Gravement blessé dans un terrible accident il y a six ans, l’un des grands talents du rallye voulait mettre fin à sa carrière. Découvrez son témoignage et le tournant de sa vie, où il a décidé de revenir dans la course.

« Je pense que Fredrik avait cinq ans lorsqu’il a dit : « Je serai Champion du Monde des Rallyes », se souvient Susanne Kottulinsky, sa mère, elle-même ancienne pilote et copilote de rallye. « Fredrik était un enfant très vif. Il a commencé à marcher à neuf mois, et dès qu’il a pu attraper quelque chose, c’était une voiture », ajoute-t-elle. « Ses premières courses ont eu lieu dans le salon, où il roulait à toute vitesse autour de la cheminée dans une voiture à pédales », rit Susanne. « J’avais même placé la bande rayée pour marquer les zones de spectateurs. Dans tout le salon ! », dit Fredrik.

« Son premier véhicule à moteur a été une moto de 50 cm³ », dit Susanne. « Il avait environ cinq ans et, pour être honnête, il était vraiment trop petit pour le motocross. Je me souviens d’un jour où il voulait frimer devant des garçons plus âgés qui se moquaient de lui. Résultat : une mauvaise chute après un saut. Il était couvert de bleus. Une fois à la maison, j’ai dit à mon mari Jerry que je ne voulais pas que notre fils roule sur deux roues. Les quatre roues sont plus sûres », explique Susanne.

Jerry ? Il s’agit bien de Jerry Åhlin, autre légende suédoise des rallyes. Les histoires de cette famille et du sport automobile sont intimement liées, puisqu’elles concernent non seulement les parents de Fredrik, mais aussi son grand-père.
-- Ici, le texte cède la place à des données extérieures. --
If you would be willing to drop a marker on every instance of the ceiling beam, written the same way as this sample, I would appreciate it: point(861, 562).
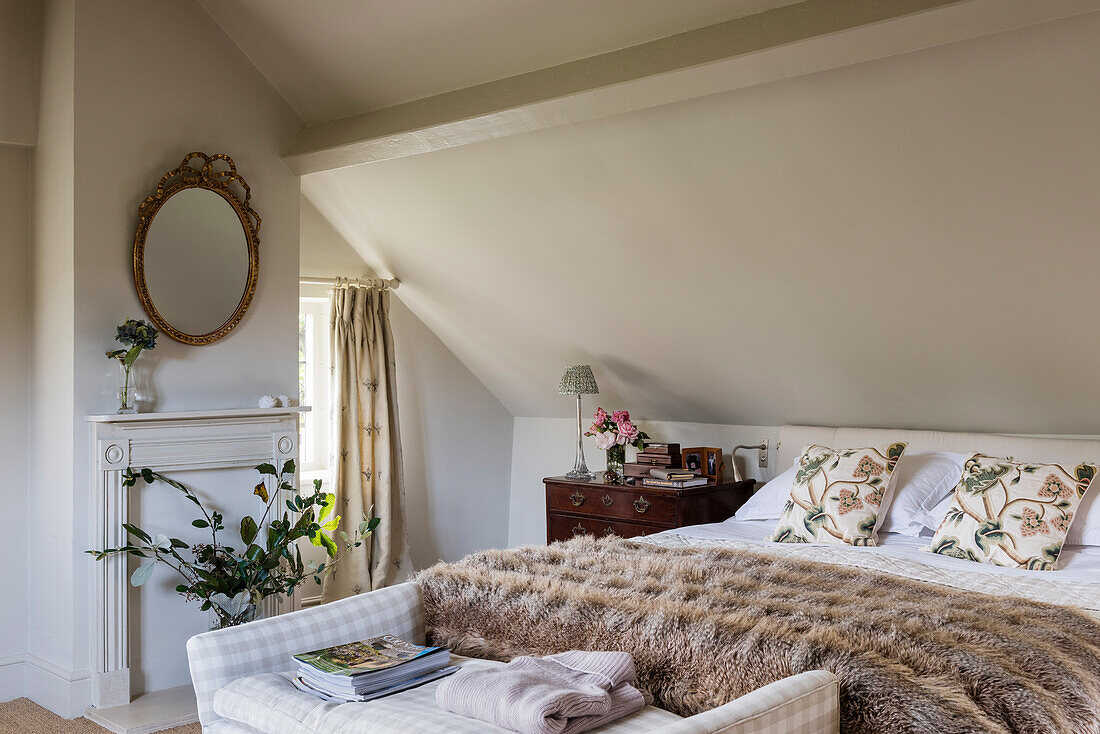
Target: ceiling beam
point(785, 42)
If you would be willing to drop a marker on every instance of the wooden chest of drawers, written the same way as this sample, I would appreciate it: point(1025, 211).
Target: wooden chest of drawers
point(597, 508)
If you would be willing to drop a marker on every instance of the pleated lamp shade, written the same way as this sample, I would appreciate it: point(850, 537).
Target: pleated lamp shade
point(578, 381)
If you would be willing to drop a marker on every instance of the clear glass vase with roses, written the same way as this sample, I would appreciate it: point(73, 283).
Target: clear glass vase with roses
point(613, 431)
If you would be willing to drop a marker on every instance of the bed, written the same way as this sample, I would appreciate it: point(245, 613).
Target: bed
point(920, 642)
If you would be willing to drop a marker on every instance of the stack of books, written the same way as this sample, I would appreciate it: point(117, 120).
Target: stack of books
point(370, 669)
point(674, 479)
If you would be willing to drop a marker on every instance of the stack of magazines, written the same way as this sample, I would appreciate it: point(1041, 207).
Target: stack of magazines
point(370, 669)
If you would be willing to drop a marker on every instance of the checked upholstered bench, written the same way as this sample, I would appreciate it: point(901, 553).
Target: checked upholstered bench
point(242, 682)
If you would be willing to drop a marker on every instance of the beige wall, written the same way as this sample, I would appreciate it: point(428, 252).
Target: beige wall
point(903, 242)
point(455, 436)
point(14, 408)
point(20, 46)
point(53, 607)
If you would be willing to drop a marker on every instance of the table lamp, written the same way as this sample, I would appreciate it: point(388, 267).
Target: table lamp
point(579, 381)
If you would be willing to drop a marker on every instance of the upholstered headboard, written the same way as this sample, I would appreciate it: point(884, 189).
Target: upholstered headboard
point(792, 439)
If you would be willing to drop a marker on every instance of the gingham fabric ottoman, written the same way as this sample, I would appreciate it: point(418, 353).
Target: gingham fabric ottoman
point(242, 682)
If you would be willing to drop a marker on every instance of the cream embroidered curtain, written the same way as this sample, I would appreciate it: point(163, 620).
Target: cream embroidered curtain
point(366, 461)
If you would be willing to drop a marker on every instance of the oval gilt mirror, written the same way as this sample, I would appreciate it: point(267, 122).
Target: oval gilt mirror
point(196, 250)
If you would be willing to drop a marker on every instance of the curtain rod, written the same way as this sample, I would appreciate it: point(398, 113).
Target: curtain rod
point(386, 283)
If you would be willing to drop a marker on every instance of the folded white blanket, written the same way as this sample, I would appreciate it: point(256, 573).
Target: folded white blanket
point(562, 693)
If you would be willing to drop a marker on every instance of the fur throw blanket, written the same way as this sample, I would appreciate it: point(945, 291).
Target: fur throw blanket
point(706, 625)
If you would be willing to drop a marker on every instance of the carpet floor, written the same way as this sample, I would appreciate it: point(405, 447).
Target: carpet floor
point(24, 716)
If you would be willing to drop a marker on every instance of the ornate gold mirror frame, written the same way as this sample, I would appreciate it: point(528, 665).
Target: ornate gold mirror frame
point(232, 187)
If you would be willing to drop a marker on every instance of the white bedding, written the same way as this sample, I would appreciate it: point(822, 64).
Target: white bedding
point(1076, 582)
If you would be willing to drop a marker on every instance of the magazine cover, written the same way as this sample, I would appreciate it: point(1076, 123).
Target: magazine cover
point(374, 654)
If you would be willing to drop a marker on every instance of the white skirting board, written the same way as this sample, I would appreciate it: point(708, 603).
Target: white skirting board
point(152, 712)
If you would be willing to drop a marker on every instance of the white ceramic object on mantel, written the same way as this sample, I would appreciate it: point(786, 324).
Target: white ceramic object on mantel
point(166, 442)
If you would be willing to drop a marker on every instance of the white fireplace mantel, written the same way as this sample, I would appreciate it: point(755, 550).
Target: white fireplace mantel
point(163, 441)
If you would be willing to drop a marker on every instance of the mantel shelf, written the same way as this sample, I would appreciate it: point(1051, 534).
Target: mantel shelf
point(198, 415)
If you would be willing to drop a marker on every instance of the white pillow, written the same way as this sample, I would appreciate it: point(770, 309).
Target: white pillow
point(767, 503)
point(924, 480)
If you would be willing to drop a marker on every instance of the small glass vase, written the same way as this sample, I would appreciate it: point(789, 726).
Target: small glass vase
point(616, 457)
point(128, 389)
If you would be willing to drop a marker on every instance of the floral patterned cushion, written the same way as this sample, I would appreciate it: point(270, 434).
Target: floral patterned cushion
point(1012, 513)
point(839, 495)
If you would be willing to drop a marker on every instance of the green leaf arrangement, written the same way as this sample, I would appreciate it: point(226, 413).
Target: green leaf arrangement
point(233, 583)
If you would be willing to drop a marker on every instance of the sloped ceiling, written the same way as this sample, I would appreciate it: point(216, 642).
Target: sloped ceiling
point(908, 242)
point(343, 57)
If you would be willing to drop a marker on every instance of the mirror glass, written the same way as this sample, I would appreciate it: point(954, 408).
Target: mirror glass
point(196, 261)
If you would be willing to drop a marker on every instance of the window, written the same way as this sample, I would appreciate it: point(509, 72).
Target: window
point(314, 389)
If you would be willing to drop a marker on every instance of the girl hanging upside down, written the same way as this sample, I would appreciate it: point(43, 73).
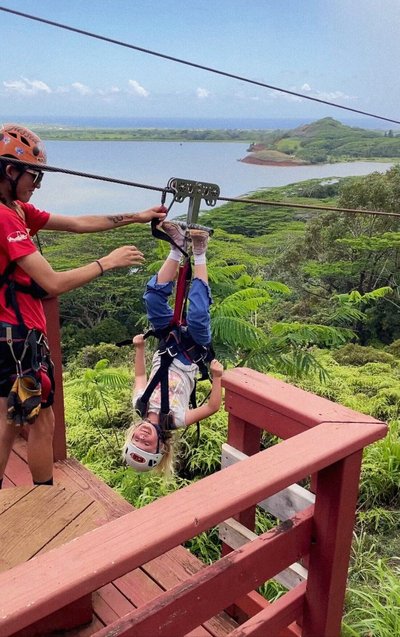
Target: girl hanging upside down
point(149, 445)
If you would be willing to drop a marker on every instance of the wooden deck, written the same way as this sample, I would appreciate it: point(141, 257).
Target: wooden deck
point(133, 589)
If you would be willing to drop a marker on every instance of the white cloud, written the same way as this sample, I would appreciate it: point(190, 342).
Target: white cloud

Qui n’est autre que Freddy Kottulinsky, vainqueur de l’emblématique rallye Paris-Dakar de 1980. « Ce qui est drôle, c’est que mon père n’était pas censé courir, car il conduisait la voiture d’assistance. Cependant, après avoir remporté la première étape, les équipes qu’il assistait le suivaient », ricane Susanne. Freddy a également mis en place le système de formation des conducteurs connu aujourd’hui sous le nom d’Audi Experience. D’ailleurs, Susanne et Jerry apprennent encore aux pilotes comment améliorer leur technique de conduite.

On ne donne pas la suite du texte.